CMHA offers a wide-variety of programs and services in Haliburton County, including the At Work/Au Travail Employment Program, designed to provide specialized vocational assistance to those seeking opportunities to enter or reintegrate into the workforce; Four County Crisis, which provides a continuum of comprehensive crisis response services to individuals with serious mental health illness, mental health concerns and individuals in crisis; Gender Journeys, which provides programming, education and support services for those who are transgender, 2-spirit, gender diverse and individuals who are questioning their gender identity; Peer Support, which brings an individual who has experienced a mental health concern, or have a close relationship with someone who has experienced a mental health concern face-to-face with an individual who is struggling in the hopes it can help provide better outcomes; and various community engagement and education workshops and training sessions designed to teach people about mental health.
The local association is also one of eight partner agencies involved in a four-county rapid response treatment and education service for young people called Lynx – Early Psychosis Intervention. Designed for individuals between the ages of 14 and 35, the initiative works on the basis that early identification, assessment and treatment can lead to significantly improved outcomes for individuals suffering with a psychotic illness.
“We assist anyone 16 years of age and older, to help them with whatever goals they may have. We help people manage symptoms of serious mental health concerns or illness. We help people with housing, with their vocation, we help people involved in the justice system,” Veitch said. “We have a 24-hour crisis line that’s open seven days a week, 365 days a year that people can call if they’re struggling, or need help, whatever the case may be.”
Veitch said the local CMHA also has a “boots on the ground” case manager who works intensively with people one-to-one to help them through their issues.
While he believes those who need mental health supports should absolutely seek them out, Veitch says he doesn’t buy into the idea that mental health can only be improved by way of professional assistance.
“I think there is certain credence to the idea that we can do things independently to benefit our mental health.

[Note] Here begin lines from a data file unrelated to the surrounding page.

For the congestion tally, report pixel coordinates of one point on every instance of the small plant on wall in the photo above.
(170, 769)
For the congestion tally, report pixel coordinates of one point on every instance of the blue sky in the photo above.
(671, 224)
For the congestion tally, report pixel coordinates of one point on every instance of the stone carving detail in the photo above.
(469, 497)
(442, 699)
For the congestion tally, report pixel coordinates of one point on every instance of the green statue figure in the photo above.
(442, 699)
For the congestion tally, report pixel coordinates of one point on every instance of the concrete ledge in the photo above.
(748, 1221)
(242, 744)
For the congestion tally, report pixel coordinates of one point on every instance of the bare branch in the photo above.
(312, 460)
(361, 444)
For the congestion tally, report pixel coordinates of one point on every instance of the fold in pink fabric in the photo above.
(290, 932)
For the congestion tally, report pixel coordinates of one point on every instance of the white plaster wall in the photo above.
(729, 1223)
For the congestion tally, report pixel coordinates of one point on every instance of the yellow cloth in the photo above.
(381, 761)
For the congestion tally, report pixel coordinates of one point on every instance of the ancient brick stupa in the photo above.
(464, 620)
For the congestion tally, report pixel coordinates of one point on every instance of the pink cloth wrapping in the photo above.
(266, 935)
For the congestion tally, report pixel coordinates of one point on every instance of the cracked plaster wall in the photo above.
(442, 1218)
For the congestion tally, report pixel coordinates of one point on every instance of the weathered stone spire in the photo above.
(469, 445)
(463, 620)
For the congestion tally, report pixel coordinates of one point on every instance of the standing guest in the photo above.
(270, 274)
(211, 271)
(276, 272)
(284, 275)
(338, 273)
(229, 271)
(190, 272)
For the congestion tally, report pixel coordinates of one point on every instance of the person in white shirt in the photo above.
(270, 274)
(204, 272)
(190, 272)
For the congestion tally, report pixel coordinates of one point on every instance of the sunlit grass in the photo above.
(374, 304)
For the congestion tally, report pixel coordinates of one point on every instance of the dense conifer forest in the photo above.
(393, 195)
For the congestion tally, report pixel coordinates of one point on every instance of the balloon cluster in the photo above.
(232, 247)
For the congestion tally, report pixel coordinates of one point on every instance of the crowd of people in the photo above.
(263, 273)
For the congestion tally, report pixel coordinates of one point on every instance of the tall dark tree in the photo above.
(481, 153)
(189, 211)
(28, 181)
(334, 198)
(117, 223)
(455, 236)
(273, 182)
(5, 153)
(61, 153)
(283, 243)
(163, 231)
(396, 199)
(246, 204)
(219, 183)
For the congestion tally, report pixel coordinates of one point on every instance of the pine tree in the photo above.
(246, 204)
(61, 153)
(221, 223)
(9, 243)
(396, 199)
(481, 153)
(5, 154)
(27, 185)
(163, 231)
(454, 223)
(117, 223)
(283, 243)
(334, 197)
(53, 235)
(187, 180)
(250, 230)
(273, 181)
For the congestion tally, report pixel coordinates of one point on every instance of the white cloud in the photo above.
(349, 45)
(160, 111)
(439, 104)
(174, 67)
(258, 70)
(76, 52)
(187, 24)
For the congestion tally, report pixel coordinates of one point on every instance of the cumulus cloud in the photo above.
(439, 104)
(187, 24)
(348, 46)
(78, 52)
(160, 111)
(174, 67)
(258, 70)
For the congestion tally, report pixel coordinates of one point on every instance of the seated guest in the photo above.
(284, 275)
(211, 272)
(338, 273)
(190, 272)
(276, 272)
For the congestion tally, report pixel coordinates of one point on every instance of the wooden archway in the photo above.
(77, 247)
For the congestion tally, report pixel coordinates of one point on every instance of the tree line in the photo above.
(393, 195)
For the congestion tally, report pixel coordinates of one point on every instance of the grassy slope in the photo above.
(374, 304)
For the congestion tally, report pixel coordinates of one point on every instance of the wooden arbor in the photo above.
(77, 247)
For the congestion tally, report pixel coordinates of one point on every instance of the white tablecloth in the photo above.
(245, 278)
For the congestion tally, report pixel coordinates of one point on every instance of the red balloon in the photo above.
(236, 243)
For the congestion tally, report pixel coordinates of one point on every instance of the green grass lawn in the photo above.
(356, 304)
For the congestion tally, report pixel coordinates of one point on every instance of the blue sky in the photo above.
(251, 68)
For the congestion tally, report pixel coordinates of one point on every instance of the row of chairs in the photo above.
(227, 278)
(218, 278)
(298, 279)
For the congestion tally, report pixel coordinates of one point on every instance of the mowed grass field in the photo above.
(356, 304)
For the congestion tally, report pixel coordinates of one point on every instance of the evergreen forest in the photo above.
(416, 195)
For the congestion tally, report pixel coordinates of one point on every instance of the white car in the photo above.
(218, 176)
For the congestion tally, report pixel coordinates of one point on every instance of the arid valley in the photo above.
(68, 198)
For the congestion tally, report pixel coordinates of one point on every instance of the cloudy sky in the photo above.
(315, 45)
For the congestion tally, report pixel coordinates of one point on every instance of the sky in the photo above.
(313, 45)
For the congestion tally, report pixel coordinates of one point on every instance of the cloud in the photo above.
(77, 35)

I would think if I’m exercising, keeping active, making sure I’m eating properly, making sure I’m connecting with peers and getting adequate sleep – those are things I can do that are going to take care of my mental health,” Veitch said.
“What I would suggest though, if it’s becoming problematic, the last thing you want to do is bottle things up, or not reach out for help. Mental health is like any other illness. Most illnesses left untreated over a period of time, more often than not, the symptoms will get worse. Mental health is no different,” Veitch added. “If you leave those symptoms untreated over time, they’re going to worsen.”
There are some easy-to-spot signs that can indicate someone is struggling with their mental health, Veitch points out.
“There are always thing – the one people can often look to is isolation, or withdrawal. Changes in appetite is another big one, or lack of interest in appearance or activities that would otherwise have caused excitement,” Veitch said. “The one I always come back to and remind people of is a major change in baseline behaviour. Seeing a person change their behaviour in a way that may be abnormal for them is a major red flag. That may be an indicator, to me, to start a conversation and see how they’re doing.”
When it comes to mental health, now more than ever, every action counts. Whether big or small, our actions can make a big difference in moving Canada’s mental health forward.